A limitation of the present study is the reduction in the usable data. The data used in the present study are only represented by 56.8% of respondents because of incomplete information reported by some. Hence, the findings cannot be generalized. Several recommendations for future study are highlighted. First, with data availability, the causal relationships between mental health and sociodemographic, lifestyle, and health variables could be examined. Second, other variables that could affect depression and GAD, such as work stress and history of family mental health illnesses could be taken into account. Overall, the present study had provided key contributions to literature, as well as made important suggestions for policy development. With a high-quality data and relevant findings, this study had enabled a better understanding of mental health illness and its impacts on depression and GAD.
Conclusion
In light of the seriousness of mental health issue in Malaysia, the objective of the present study was to examine sociodemographic, lifestyle, and health factors associated with depression and GAD among Malaysian adults.

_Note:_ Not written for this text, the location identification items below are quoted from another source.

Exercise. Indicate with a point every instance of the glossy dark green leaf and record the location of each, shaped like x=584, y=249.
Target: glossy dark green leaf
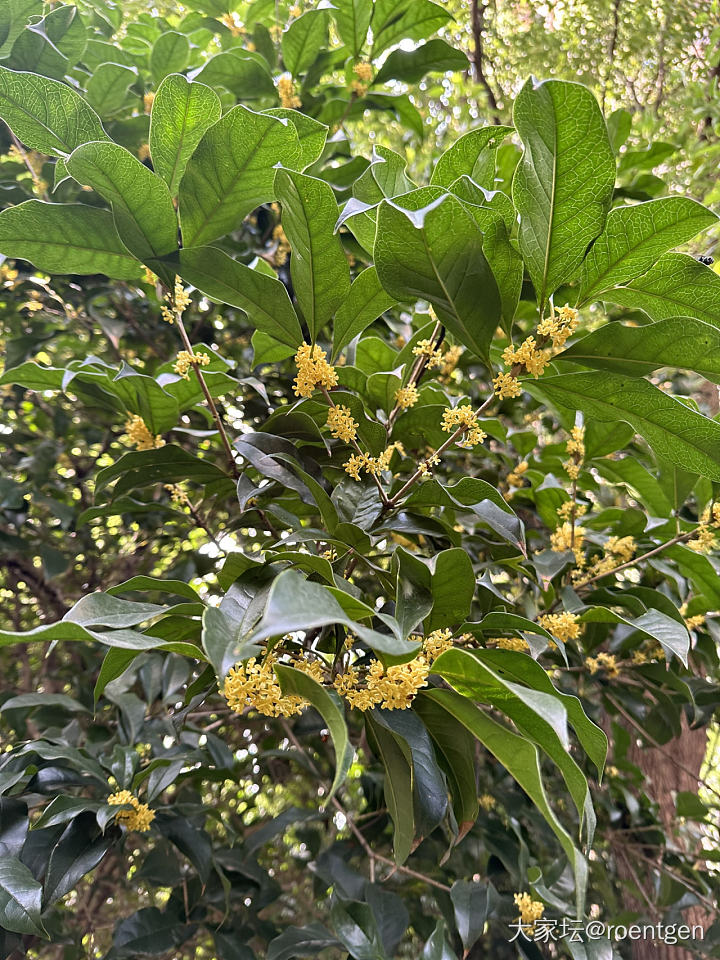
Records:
x=318, y=265
x=563, y=185
x=66, y=238
x=232, y=171
x=436, y=253
x=182, y=111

The research question was that what kind of population were more or less likely to suffer from depression and GAD. This study found that younger adults, females, Indians, less educated people, unmarried individuals and individuals with poor self-rated health were more likely to develop depression and GAD. There were sociodemographic (age, gender, ethnicity, education, and marital status) and health (self-rated health) profiles that were significantly associated to the risk of depression and GAD. These findings may be utilized to enable policy-making decisions and policy outputs for the benefit of patients in Malaysia with mental health illnesses.
Footnotes
Acknowledgements
The authors would like to thank the Director General of Health, Malaysia for his permission to use the data from the National Health and Morbidity Survey 2011 and to publish this paper.
Declaration of Conflicting Interests
The author(s) declared no potential conflicts of interest with respect to the research, authorship, and/or publication of this article.
Funding
The author(s) disclosed receipt of the following financial support for the research, authorship, and/or publication of this article: This research received funding from the Fundamental Research Grant Scheme (FRGS) (KOD SO 14218), which is sponsored by the Ministry of Education Malaysia.